AWS Panorama is compatible with models created using various frameworks, including Apache MXNet, DarkNet, GluonCV, Keras, ONNX, PyTorch, TensorFlow, and TensorFlow Lite. You can construct models using Amazon SageMaker or import them directly from an Amazon Simple Storage Service (Amazon S3) bucket.


Configuration of Appliance

First, we should configure it to the network (cable + DHCP, also static IP configuration) and register it to securely connect to the AWS Account. We must navigate the AWS Management Console and enter network configuration details to generate configuration files and certificates. Later, it is copied to the appliance using the provided USB key.

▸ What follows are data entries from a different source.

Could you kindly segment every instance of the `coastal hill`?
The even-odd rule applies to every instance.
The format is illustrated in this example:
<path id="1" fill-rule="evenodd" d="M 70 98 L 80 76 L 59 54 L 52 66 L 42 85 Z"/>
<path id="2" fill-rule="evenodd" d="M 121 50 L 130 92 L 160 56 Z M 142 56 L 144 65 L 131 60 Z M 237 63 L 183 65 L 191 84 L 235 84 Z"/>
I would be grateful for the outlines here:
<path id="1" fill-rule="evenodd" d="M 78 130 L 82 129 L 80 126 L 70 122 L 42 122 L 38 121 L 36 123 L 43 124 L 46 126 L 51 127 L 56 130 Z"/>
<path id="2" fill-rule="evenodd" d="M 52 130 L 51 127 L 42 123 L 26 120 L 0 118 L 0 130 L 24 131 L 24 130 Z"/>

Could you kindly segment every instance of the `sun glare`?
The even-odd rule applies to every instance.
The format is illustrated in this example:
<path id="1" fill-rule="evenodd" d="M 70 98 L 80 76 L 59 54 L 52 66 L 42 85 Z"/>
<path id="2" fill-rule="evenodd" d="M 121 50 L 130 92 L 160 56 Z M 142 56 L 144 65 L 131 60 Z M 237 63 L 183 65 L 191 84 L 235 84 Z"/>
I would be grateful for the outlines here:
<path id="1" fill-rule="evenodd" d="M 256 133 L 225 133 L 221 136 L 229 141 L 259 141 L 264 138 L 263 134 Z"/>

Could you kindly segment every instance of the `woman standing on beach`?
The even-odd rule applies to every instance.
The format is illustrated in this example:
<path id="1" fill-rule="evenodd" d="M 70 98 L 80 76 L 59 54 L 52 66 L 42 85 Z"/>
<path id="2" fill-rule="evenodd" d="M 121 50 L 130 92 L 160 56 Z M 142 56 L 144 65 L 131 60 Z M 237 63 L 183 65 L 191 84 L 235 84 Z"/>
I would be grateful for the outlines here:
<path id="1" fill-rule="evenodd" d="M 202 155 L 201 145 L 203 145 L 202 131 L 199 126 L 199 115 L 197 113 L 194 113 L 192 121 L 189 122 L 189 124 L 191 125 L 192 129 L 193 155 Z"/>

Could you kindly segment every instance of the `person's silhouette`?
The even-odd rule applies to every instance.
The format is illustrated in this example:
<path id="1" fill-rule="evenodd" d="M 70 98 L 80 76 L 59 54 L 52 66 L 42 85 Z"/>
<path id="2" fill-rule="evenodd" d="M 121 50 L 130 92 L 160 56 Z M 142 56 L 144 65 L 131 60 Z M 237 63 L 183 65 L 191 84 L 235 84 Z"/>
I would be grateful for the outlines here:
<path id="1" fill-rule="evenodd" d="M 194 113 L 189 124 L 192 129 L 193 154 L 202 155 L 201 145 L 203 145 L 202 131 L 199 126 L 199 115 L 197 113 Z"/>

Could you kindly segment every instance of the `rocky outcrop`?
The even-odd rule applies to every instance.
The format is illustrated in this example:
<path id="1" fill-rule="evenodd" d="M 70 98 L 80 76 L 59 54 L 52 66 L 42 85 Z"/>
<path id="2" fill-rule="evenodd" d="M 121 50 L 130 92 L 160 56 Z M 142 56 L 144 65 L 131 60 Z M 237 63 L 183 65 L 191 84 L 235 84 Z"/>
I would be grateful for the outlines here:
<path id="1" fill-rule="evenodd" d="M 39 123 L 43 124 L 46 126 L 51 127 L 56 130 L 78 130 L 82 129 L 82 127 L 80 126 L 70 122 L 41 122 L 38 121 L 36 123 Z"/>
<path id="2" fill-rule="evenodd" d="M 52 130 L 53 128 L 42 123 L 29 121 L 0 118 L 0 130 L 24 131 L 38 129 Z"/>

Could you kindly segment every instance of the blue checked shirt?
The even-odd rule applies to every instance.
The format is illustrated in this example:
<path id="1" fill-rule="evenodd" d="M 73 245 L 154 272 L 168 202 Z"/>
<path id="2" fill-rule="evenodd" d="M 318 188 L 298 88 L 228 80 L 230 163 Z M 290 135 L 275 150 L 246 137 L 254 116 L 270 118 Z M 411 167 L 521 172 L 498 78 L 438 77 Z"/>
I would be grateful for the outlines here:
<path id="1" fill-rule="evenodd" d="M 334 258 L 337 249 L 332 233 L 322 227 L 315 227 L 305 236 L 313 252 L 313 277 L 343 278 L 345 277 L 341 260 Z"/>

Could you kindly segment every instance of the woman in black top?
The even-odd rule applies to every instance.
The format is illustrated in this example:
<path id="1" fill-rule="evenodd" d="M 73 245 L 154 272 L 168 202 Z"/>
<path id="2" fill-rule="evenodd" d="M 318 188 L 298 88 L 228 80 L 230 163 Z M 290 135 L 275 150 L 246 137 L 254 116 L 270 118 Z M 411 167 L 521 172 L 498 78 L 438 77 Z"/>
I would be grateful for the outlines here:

Subsequently, retrieving a sample application from the AWS Panorama GitHub repository and experimenting with the Test Utility for AWS Panorama is essential. This utility utilizes Jupyter Notebooks to swiftly test sample applications or custom code before actual deployment on the appliance. It also provides a set of commands to deploy applications to the appliance programmatically.

  1. AWS Panorama Command Line

The Panorama command line facilitates creating a project, importing assets, packaging it, and deploying it onto the AWS Panorama Appliance.
Once the application is prepared, it is necessary to build the container utilizing a Linux machine equipped with Docker Engine and Docker CLI, thereby avoiding using Docker Desktop for macOS or Windows.

2. Adding an ML Model

The AWS Panorama Appliance is compatible with various ML model frameworks. Models can be trained on Amazon SageMaker, and in this case, the ML model is downloaded from S3 and imported into the project.

3. Packaging the Application

Now that the ML model and application code are enclosed in a container, the next task involves packaging the application assets for the AWS Panorama Appliance.

The below command uploads all application assets, along with all manifests, to the AWS cloud account.

4. Deploying the Application

In the last step, we deploy the application to the AWS Panorama Appliance. During deployment, the application and its configuration details, such as camera stream selection, are transferred from the AWS cloud to the on-premise AWS Panorama Appliance. In this case, the deployment is carried out programmatically using Python code.


Edge computer vision, powered by AWS Panorama, offers a transformative approach to unlocking operational efficiency and gaining real-time insights from visual data. By bringing computer vision capabilities closer to the data source, organizations can optimize operations, enhance decision-making, and improve overall business outcomes.

Drop a query if you have any questions regarding AWS Panorama and we will get back to you quickly.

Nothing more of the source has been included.